Véronique Chance is an Anglo-French multi-disciplinary artist and academic with a long-term interest in the representation of the body and its relationship to performance, documentation, technology and the embodied dynamics of spectatorship, in which the activity of running plays a key part. She is actively engaged in research through her own art practice and has an active public profile recognised nationally and internationally through solo and group exhibitions, curated events, talks and presentations at conferences and symposia and through commissions and published material.
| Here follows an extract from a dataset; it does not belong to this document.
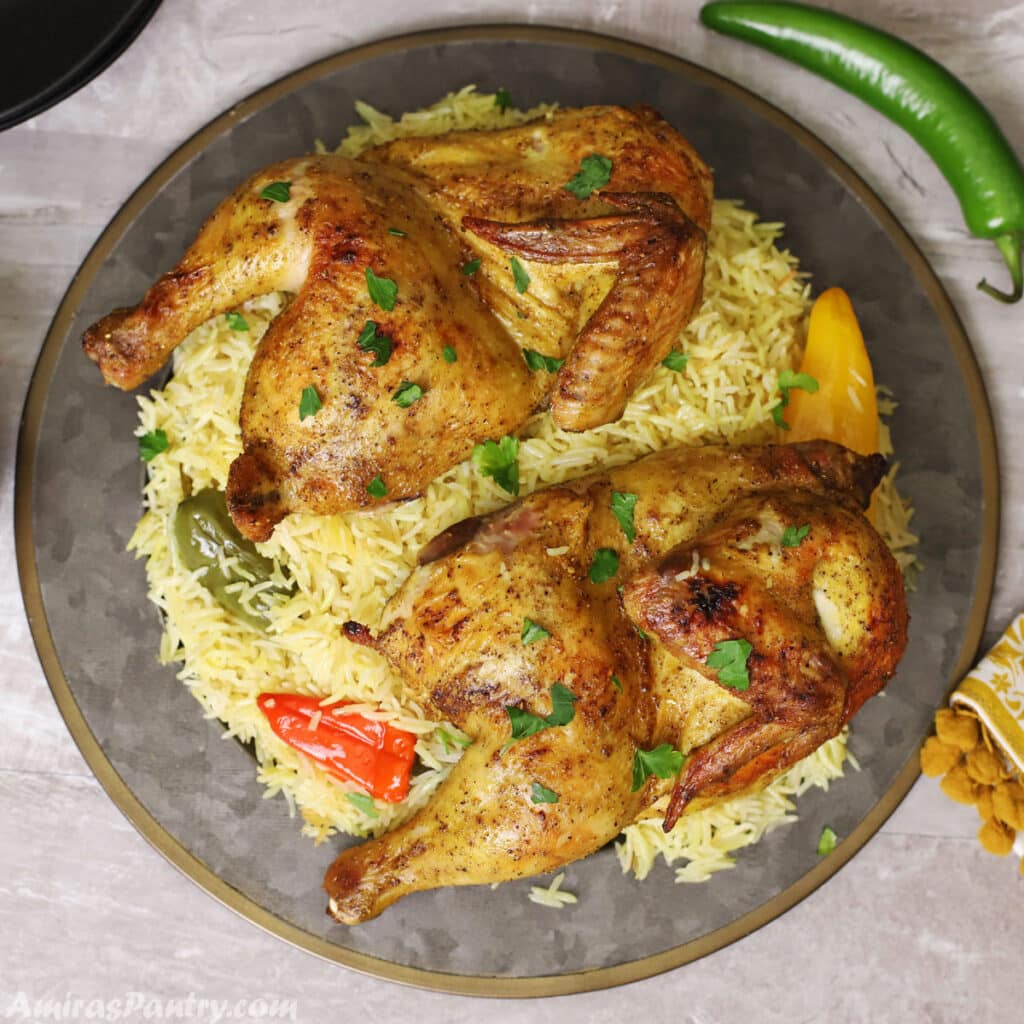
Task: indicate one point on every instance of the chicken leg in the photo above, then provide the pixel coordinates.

Véronique is based in London and is a Senior Lecturer and Course Leader of the MA Fine Art course at Anglia Ruskin University, Cambridge, where she is also a member of the Arts, Health & Wellbeing, and Sustainable Futures research groups. She studied at Manchester Polytechnic, Glasgow School of Art and the Royal College of Art, and was awarded a PhD from Goldsmith’s College, University of London in 2013.  Since 2014 she has contributed to the RUN! RUN! RUN! (#r3fest) Biennale, instigated by artist Kai Syng Tan and is a member of the interdisciplinary JSIC Running Cultures Research Group. She is also a co-founder of the Running Artfully Network (RAN), a new international artist-led group, which launched in 2021, whose aim is to “reframe running as an artistic intervention to unpick our time of multiple global crises, and to create a more equitable and creative future.” More recently, she collaborated with the Moving Bodies Lab, a research platform for the Medical Humanities at the University of Durham, contributing to a publishing ‘takeover’ of The Polyphony, a web platform that aims to “stimulate, catalyse, provoke, expand and intensify conversations in the critical medical humanities.”